Las cenizas de la zarza

—Esa mujer, ¿eres tú… Celestina?, preguntó el muchacho sentado donde las olas quiebran, cuando terminó la narración del paje y atambor.

Yo también me llamo Celestina, contestó ella.

¿Por qué viajas vestida de hombre y en compañía de un cortejo fúnebre?

El paje miró al joven con tristeza; los hermosos ojos grises preguntaron, ¿ya no me recuerdas?, ¿tan débil ha sido la impresión que dejé en tu memoria?, pero los labios tatuados contaron otra historia:

Vivía con mi padre en el bosque. Él decía que el bosque es como el desierto en otras tierras; el lugar de la nada, el lugar a donde se huye, pues de demasiadas cosas debía huirse en el mundo que nos tocó en suerte. Que el vacío nos proteja: él, y sus padres antes de él, me dijo el mío, huyeron del mundo porque el mundo era la peste, la pobreza, la temprana muerte, la guerra. Cuando cumplí once años, quise saber por qué; nunca entendí muy bien su respuesta.
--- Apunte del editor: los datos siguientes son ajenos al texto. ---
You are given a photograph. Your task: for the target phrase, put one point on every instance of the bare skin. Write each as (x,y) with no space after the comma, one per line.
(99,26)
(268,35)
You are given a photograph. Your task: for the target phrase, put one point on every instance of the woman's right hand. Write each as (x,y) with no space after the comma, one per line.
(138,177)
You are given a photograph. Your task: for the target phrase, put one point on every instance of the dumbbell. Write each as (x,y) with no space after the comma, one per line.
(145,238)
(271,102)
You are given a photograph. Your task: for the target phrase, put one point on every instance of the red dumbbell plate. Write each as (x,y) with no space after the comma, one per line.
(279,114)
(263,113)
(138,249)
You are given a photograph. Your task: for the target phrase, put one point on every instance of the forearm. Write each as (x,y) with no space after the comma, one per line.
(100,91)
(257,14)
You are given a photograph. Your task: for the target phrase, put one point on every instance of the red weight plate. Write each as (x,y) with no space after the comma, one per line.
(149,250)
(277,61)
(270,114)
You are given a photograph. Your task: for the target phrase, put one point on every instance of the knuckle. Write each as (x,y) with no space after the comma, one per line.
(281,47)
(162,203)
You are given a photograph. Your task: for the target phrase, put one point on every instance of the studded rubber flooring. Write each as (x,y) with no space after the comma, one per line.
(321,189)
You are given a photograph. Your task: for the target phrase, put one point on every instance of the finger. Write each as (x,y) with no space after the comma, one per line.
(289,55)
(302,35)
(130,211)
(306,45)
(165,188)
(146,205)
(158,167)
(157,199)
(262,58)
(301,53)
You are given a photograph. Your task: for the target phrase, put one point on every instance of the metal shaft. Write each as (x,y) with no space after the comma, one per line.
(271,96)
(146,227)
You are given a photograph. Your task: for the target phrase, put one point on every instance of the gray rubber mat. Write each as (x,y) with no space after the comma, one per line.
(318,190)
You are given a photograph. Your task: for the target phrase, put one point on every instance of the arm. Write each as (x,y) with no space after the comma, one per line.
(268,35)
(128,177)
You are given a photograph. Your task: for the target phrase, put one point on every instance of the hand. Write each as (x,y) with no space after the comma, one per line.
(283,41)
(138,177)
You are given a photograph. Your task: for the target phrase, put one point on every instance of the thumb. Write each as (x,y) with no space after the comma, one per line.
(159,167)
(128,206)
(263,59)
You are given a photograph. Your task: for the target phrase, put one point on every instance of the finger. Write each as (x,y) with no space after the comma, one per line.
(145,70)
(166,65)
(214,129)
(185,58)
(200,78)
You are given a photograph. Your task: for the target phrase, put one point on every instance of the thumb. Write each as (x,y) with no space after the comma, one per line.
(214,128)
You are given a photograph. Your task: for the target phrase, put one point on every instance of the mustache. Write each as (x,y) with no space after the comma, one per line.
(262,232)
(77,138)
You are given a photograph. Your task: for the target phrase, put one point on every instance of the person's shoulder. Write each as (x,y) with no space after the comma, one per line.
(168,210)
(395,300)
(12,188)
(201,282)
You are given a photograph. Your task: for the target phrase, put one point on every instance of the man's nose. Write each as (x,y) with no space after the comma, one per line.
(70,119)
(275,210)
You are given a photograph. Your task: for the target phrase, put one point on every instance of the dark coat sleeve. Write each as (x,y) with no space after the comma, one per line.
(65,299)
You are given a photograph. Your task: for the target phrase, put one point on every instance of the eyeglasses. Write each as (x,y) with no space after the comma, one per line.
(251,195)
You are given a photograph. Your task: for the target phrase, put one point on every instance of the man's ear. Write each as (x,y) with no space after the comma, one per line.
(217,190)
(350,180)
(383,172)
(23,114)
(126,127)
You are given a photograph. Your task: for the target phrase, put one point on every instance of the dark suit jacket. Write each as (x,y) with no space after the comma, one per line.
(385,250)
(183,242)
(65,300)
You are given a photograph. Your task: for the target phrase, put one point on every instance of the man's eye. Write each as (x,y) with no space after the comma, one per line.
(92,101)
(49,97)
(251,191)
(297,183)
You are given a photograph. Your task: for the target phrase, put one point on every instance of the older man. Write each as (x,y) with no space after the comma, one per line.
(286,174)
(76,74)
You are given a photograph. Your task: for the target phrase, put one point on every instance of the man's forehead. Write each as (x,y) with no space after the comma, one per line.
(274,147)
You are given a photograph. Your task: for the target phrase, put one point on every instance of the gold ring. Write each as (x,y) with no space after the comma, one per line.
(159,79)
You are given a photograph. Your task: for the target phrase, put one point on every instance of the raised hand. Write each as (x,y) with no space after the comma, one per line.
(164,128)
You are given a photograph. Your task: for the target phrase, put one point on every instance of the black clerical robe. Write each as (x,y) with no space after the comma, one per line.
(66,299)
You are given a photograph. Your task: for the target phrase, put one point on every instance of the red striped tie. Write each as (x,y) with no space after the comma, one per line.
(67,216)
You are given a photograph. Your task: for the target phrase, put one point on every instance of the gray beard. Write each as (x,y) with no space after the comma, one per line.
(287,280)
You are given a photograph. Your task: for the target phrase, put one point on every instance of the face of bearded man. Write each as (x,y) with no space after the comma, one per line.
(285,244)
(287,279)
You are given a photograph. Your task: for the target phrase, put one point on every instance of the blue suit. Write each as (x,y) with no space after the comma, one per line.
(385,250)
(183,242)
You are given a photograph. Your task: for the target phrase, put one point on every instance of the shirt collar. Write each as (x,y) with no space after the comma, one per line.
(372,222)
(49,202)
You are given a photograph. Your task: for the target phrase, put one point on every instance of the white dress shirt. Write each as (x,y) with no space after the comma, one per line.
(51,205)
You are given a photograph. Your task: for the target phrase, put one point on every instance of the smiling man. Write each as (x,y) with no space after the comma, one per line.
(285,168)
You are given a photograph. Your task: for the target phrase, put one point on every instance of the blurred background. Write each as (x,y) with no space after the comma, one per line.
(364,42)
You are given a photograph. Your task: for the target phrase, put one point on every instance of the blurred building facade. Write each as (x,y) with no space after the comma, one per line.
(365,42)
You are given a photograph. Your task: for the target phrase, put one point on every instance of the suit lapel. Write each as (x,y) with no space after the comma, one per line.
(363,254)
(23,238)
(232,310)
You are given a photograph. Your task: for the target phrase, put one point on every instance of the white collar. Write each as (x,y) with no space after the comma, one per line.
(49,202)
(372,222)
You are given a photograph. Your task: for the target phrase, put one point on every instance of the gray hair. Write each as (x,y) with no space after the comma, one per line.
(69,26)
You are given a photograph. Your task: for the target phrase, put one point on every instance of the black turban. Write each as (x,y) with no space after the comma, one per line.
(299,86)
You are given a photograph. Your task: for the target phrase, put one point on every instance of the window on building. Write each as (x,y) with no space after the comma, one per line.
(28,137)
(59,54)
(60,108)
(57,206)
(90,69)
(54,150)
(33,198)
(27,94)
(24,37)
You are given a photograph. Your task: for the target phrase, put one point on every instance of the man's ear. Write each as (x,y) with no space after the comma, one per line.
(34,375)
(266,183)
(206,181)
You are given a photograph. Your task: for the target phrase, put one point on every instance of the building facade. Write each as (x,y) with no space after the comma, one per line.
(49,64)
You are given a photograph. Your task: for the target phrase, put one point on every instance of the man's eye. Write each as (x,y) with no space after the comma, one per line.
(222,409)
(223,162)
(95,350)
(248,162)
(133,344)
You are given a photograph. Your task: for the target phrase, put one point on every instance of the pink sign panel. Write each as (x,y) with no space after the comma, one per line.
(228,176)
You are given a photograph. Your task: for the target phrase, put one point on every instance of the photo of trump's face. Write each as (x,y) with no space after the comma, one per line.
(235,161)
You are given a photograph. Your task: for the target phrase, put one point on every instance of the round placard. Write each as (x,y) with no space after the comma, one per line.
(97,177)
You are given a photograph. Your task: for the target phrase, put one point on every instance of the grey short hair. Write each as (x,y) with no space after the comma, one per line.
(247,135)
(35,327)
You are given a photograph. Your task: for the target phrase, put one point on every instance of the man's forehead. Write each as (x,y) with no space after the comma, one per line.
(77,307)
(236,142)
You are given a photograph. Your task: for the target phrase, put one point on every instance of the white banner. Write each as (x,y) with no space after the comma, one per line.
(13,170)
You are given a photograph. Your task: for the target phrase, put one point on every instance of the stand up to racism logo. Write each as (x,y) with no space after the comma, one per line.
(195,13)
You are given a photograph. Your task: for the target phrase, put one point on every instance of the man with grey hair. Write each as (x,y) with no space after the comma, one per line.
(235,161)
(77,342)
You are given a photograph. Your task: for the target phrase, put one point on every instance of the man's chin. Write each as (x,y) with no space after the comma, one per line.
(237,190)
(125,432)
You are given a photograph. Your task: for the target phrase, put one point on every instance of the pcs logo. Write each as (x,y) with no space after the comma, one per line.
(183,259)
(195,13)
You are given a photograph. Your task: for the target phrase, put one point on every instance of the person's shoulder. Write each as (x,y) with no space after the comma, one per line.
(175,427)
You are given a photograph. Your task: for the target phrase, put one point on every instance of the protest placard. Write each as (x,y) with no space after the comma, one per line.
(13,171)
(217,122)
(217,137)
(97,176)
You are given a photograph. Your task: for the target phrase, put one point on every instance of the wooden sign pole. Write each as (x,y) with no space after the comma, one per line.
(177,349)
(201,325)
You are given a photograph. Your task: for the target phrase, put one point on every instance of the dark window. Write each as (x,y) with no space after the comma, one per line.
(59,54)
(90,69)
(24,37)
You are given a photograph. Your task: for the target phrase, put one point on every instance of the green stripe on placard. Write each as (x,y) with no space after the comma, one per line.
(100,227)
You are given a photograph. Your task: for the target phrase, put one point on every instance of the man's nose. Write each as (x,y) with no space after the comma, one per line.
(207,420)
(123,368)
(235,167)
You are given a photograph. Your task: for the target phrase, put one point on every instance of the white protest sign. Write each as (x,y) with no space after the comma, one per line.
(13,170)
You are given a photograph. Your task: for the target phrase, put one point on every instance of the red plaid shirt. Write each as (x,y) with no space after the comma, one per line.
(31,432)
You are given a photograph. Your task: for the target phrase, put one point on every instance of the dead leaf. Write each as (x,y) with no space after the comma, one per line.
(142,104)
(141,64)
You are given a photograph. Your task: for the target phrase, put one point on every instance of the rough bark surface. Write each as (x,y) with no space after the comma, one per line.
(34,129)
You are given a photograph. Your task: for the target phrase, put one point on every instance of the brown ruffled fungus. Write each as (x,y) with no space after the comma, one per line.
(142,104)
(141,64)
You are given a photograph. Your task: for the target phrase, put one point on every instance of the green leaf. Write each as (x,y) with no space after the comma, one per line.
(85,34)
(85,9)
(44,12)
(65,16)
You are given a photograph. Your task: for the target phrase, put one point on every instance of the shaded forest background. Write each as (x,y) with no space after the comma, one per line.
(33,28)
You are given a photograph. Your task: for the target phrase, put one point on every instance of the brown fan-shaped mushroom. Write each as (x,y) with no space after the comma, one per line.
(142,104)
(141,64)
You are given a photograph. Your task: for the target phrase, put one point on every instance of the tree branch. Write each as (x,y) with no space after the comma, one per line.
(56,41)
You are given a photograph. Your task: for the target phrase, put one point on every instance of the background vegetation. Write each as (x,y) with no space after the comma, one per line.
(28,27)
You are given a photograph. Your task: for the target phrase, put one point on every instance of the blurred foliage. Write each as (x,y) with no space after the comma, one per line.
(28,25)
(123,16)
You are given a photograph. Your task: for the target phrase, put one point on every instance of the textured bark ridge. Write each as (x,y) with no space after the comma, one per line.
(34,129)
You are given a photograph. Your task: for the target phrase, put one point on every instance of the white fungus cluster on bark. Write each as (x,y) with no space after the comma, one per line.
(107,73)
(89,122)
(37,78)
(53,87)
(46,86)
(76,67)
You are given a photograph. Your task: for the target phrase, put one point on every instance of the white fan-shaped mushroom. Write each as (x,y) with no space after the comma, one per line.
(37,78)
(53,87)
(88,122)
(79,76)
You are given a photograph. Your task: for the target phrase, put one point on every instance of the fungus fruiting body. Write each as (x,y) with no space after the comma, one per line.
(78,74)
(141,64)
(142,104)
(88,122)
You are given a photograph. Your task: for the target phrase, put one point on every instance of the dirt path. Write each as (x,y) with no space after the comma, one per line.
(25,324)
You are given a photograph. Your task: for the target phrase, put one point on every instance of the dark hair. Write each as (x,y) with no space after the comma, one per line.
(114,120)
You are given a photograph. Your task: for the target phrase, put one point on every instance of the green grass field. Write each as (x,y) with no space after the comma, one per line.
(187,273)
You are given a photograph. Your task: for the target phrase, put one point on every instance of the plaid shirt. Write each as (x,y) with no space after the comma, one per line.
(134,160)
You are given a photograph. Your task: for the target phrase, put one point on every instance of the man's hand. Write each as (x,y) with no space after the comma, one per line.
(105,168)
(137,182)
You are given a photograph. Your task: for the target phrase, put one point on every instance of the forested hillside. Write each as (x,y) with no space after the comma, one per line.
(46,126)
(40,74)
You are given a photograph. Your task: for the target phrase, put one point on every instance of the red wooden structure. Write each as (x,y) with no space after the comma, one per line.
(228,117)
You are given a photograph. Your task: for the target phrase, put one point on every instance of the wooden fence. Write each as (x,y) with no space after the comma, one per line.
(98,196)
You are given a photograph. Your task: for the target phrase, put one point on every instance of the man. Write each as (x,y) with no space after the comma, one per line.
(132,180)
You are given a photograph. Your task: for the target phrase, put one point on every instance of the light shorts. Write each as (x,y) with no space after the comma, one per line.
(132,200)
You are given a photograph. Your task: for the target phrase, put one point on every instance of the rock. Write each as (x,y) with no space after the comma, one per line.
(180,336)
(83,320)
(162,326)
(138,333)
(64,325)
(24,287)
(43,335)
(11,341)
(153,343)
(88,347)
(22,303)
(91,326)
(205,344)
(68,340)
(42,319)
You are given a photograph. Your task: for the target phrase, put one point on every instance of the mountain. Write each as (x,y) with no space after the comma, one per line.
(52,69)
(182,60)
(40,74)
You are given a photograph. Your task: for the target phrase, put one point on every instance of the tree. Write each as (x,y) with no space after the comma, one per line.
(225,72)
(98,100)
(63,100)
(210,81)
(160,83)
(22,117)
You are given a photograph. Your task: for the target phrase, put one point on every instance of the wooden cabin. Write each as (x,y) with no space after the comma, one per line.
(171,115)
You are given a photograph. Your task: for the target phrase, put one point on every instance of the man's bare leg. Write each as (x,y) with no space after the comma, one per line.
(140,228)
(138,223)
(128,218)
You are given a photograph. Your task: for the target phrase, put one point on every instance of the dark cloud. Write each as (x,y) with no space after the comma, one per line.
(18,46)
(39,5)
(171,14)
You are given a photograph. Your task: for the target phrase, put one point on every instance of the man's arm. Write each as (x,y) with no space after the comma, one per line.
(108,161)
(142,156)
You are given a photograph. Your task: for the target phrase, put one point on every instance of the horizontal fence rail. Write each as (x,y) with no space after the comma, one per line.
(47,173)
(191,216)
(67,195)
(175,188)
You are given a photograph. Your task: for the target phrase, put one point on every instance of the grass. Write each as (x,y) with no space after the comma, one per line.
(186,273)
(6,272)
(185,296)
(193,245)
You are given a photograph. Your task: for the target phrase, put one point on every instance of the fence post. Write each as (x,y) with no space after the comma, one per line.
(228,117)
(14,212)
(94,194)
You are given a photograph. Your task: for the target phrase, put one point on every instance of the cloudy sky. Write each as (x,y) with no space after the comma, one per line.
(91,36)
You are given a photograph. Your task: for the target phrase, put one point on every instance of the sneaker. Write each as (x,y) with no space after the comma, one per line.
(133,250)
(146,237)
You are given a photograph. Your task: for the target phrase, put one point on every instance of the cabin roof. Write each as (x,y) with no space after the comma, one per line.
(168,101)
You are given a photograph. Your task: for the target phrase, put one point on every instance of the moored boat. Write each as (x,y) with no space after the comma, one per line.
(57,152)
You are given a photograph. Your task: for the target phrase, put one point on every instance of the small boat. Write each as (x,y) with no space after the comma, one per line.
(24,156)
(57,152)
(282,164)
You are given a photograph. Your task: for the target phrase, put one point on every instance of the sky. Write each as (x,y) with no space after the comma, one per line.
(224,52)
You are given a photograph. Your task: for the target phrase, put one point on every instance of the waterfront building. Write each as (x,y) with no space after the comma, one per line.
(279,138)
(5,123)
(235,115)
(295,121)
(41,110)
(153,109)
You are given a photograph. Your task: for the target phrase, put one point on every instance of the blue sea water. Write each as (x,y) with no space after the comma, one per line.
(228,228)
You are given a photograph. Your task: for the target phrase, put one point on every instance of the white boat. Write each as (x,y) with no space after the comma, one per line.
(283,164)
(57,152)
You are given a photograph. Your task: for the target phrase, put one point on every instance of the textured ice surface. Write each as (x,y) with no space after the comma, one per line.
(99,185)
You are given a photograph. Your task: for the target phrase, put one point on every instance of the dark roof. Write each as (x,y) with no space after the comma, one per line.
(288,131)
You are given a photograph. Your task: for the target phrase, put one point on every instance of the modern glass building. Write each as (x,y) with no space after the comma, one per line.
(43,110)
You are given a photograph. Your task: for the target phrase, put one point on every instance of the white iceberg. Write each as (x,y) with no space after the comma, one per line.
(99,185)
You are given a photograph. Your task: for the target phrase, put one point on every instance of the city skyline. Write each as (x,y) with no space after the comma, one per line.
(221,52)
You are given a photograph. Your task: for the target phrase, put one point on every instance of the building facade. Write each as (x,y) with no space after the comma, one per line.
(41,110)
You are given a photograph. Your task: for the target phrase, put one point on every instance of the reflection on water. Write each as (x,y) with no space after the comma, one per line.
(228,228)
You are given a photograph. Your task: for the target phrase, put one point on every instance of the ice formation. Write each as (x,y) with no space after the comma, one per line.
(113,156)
En la memoria de los antepasados (sólo retuve estas imágenes; a mi propia memoria se filtraron, filtradas ya por los recuerdos de mi padre) pasaban como fantasmas diurnos esas ciudades pestilentes, esas guerras y esas invasiones, las hordas sin concierto y las concertadas falanges; la esclavitud y el hambre. Yo nunca entendí muy bien; sólo me quedaron, te digo, ciertas imágenes y todas me hablaban del derrumbe de un mundo cruel y de la lenta construcción, en su lugar, de otro mundo, igualmente cruel. Nuestra vida era muy simple. Habitábamos una sencilla choza. Yo pasaba casi todo el año dedicada al pastoreo. Recuerdo muy bien los tiempos de mis años jóvenes. Todo tenía un sentido y un lugar. El cielo dormilón del verano y la temprana escarcha del invierno; los cencerros y los balidos; el sol era un año y la luna se convirtió en un mes: el día: sonrisa; la noche: miedo. Pero yo recuerdo sobre todo la temporada de los otoños; entre septiembre y diciembre, mi vida se llenaba de olores inolvidables; era la época de recoger las cenizas para usarlas en la lavandería, y también el tiempo de recoger la corteza de las encinas que me servirían en la tintorería, la resina del bosque para fabricar antorchas y cirios; y las mieles de los enjambres salvajes.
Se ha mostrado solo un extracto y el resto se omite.